A friend recently told us the following story. A while back, she was waiting in line at the grocery store. She looked on as a man tried to rush through the front door of the store with a shopping cart full of unpurchased liquor. He was quickly tackled and restrained, but he then proceeded to drop his pants and defecate right there in front of everyone. The stunned captors quickly reverted to verbal negotiations.
This story is alarming but not unique. It reminds me of other similar incidents I've heard of. After the storm, there were numerous reports of malicious defecation in various looted businesses and other locations (including into the deep-fryer of a well-known downtown restaurant). And I once read an article about the transport of new cars on trains. Originally, the standard practice was to leave the keys in the ignition, but hobos made a practice of sleeping in the cars, turning them on to run the heat or air-conditioning. When the car companies responded by stashing the keys in a tamper-proof container, the hobos responded by crapping in the cars. I believe the hobos won.

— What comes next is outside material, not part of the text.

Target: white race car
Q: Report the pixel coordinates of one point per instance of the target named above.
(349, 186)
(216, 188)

So it's a legitimate phenomenon. And any legitimate phenomenon needs a legitimate name. I would like to propose the following:
spite-shiteSpite-shite - so incredibly awful. And so incredibly effective. Nothing says I hate you like a spite-shite.
n.Deliberate and malicious defecation.*
* And there are other questions. How is this biologically feasible? How do the spite-shiters defecate at will? Do they postpone going to the bathroom on the chance that they may later become engaged in a conflict that will require a spite-shite? Are these people gifted with extraordinary fecal powers? Is there some primal biological mechanism at work? So much is unknown. Clearly more research is required.